Location: Abandoned docks district, Sector 7. A vast, derelict warehouse complex known as the 'Graveyard of Industry.'

​The location was strategically perfect. The abandoned docks district was a spiritual marsh—a high-density zone of passive, stagnant sin where decades of neglect and apathy had choked out the normal flow of spiritual life. The sin was thick, constant, and silent.

​Ethan immediately recognised the advantage. The intense, stagnant sin of Sloth would be a spiritual anchor, providing the deepest camouflage yet against Seraphina's pure, celestial light. The sheer inertia of the environment would absorb and neutralise the Angel's active, bright energy signature.

​However, this environment was terrible for managing Kane. The stagnant sin wouldn't stop a physical hunter. Kane wouldn't track the chaos; he would track the disturbance.

​Ethan ran a cold calculation: Seraphina was the existential, moral threat; Kane was the immediate, physical one. He needed to focus on the Angel first, using the Sloth environment as his tactical canvas. He would draw the Angel in, secure the soul, and then worry about the human hunter.

​The Kinetic Tracker

​Miles away, Kane was anything but stagnant. He stood in the wreckage of the power station where his scanner had died, his face smeared with grease, installing replacement equipment.

​He had removed the high-sensitivity, spiritually based scanner. In its place, he wired a crude, redundant array of kinetic, thermal, and sub-audio monitors—less precise, but immune to the Emissary's electromagnetic absorption attack.

​"You like your high-frequency tricks, demon," Kane growled, testing the equipment with a hammer blow. "Let's see you hack a set of microphones."

​He tracked the residue of physical disturbance. The residual heat signature from Ethan's Gatewalks was small but distinct. It wasn't spiritual tracking; it was forensics. He followed the faint path of microfractures in the concrete and the displaced air pressure from the Emissary's flight path.

​His trackers led him directly toward the derelict docks district. The spiritual static of the Sloth sin was terrible, a deafening white noise on his audio feed. But that wasn't what he was listening for. He was listening for the sound of one entity moving against the silence of decades of decay.

​Kane smiled grimly. "You think you're hiding in the filth? Fine. I'll just scrape the filth off you."

​He checked the thermal read on his gauntlet. The heat flare from the last Gatewalk was hours old, but it gave him a clear trajectory. He was closing the distance, relying on the predictable physics of his enemy's body.

​In Motion

​Ethan felt the cold pressure of Kane's presence shifting—the hunter was no longer relying on distant spiritual tracking. He was closing in, relying on simple, physical pursuit. The danger had become imminent.

​Ethan prepared his gear. He needed to be swift. He activated a controlled, low-power Gatewalk to the outskirts of the docks, minimising the thermal signature and the time spent exposed to the sun before the camouflage effect kicked in.

​As he materialised in the shadow of a massive, rusted loading crane, the Reality Warping flared again. The steel crane's shadow stretched, detaching from the physical object for a dizzying half second, then snapping back. The Gluttony core shuddered under the strain, nearly losing control.

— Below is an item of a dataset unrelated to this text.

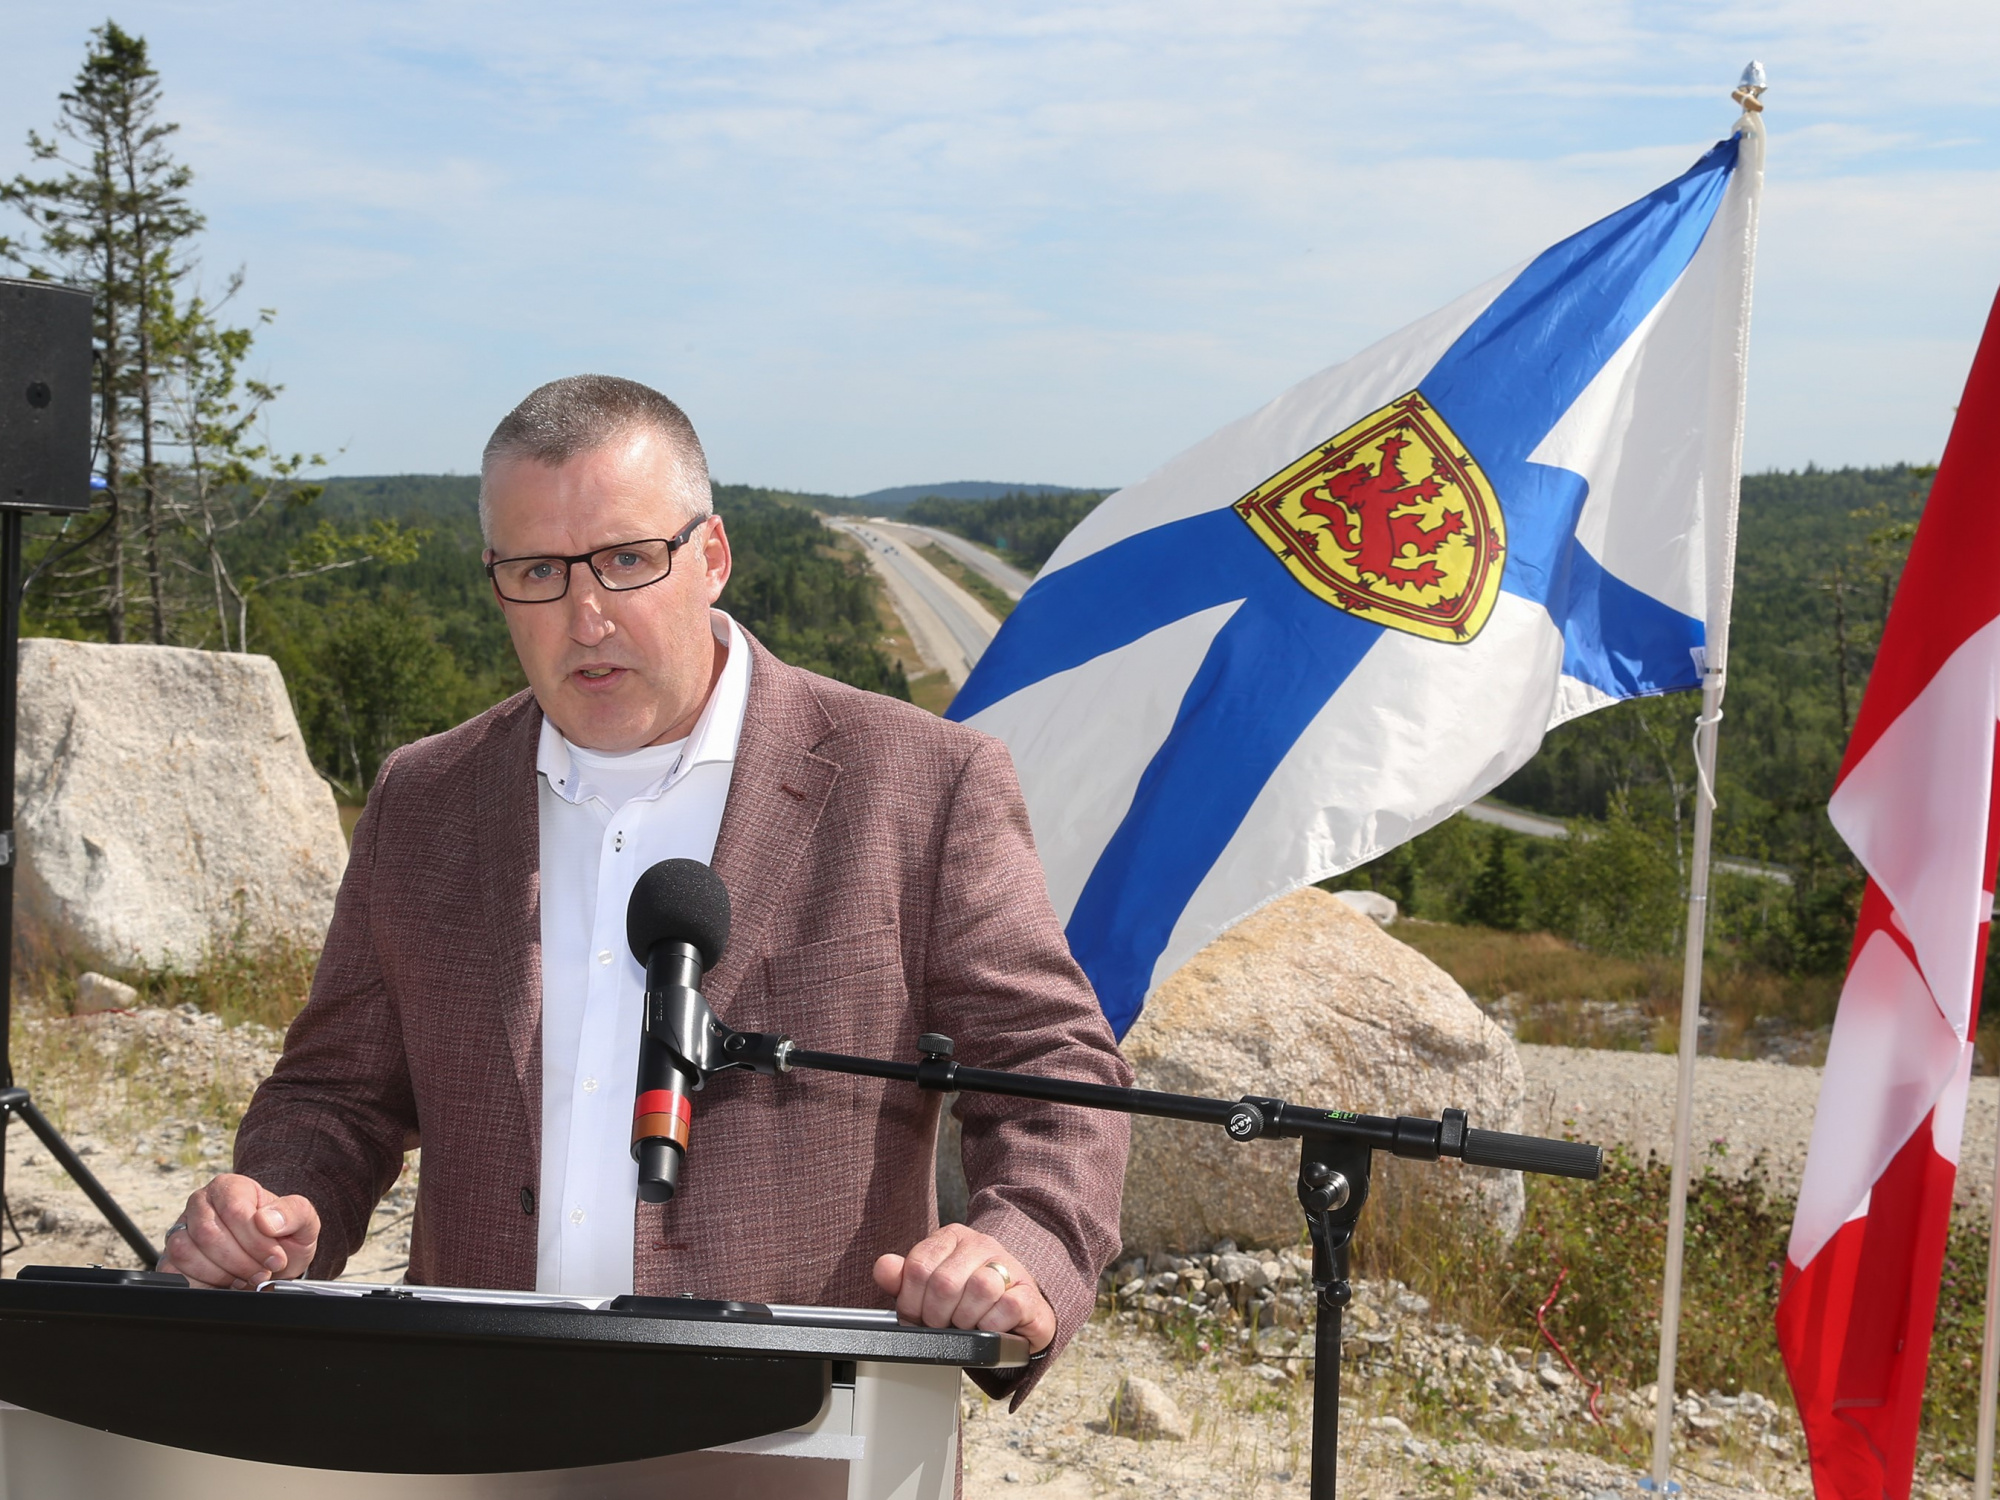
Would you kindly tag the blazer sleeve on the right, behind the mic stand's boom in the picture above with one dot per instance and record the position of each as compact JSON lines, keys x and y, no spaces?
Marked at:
{"x":1045,"y":1179}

​He forced the energy down, the sweet, dangerous rush of the power fighting the terrifying anxiety of the chaos. He was now operating on a clock measured by two entirely different threats: Seraphina, who saw his soul, and Kane, who tracked his footsteps.

​He took his first step toward the centre of the Sloth soul's domain, moving through the overwhelming stench of decay and stagnation, a reluctant, walking storm of fire and chaos, hunting the essence of apathy.